The 21st Century Phenomenon


Syria’s state-run news agency said, on Monday 04/30/2012, two blasts in the northwest city of Idlib have killed at least eight people and caused serious damage. Idlib has been known for its defiance to the government, but it has been relatively calm in recent days because there have been two UN monitors stationed there.

SANA said civilians and security agents were among those killed in Monday’s bombings.State media has blamed the attacks on “armed terrorists,” a term it uses to describe those trying to overthrow President Bashar Assad. Activists said the explosions went off outside a security compound and near a hotel where UN observers were staying.

According to the Syrian Observatory for Human Rights, more than 20 people were killed in the blasts. The majority of those killed were members of the security forces, the UK-based group said.

A powerful blast, probably a car bomb, was also reported near the capital Damascus, causing casualties, the observatory added. “A strong explosion shook the suburbs of Qudsiya and it appears it was a car bomb,” it said. “Initial reports indicate there are casualties.”

Opposition activists in Syria also confirmed that “two huge explosions took place [in Idlib] near two security buildings, one which belongs to the air force intelligence, and the other to the military security.

“Now we have seen in the past two weeks an escalation in the bombings and targeting of the security officers and security buildings, the government has been blaming Al Qaeda for these attacks and they want to make sure this narrative overruns any other narrative.

The blasts took place in spite of a UN-backed ceasefire that came into effect on April 12 but has failed to stop the violence.
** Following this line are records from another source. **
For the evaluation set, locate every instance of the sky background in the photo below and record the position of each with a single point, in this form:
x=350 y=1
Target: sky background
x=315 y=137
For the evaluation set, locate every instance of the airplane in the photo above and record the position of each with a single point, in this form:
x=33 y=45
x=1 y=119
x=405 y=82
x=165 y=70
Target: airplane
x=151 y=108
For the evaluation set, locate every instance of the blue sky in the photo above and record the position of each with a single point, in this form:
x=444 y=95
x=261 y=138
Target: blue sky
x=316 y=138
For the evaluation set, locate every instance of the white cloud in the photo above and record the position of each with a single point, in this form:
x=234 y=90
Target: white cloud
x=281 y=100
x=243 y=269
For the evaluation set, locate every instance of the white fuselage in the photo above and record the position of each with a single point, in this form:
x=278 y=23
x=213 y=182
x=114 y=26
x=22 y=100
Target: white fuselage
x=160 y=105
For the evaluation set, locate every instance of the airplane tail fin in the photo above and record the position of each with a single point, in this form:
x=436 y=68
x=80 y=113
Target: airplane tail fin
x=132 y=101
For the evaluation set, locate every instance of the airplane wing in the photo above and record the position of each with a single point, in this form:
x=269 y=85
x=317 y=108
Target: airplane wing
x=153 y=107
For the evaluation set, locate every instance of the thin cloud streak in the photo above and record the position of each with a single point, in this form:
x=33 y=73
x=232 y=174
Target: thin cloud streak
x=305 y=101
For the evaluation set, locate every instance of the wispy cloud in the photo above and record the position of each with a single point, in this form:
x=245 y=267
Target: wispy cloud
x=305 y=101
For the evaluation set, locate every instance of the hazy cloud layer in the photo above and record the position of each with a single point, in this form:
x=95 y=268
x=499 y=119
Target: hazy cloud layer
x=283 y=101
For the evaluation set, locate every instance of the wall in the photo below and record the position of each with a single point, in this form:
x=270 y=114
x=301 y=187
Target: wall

Veteran peacekeeper Major General Robert Mood urged all sides on Sunday to abide by the ceasefire as he arrived in Damascus to take command of the UN military observer mission overseeing the truce.

The peace plan brokered by UN and Arab League envoy Kofi Annan calls for a commitment to stop all armed violence, a daily two-hour humanitarian ceasefire, media access to all areas affected by the fighting, an inclusive Syrian-led political process, a right to demonstrate and the release of arbitrarily detained people.

Just four days ago, on 04/26/2012, about 70 people were killed in Hama (see – Hama’s Bloodshed) in the Masha at-Tayyar district in southern Hama as severla buildings were destroyed by a big explosion. It seems that an improvised workshop of explosives, inside a residential area, was hit by rockets fired by the Syrian army, which ignited a huge blast.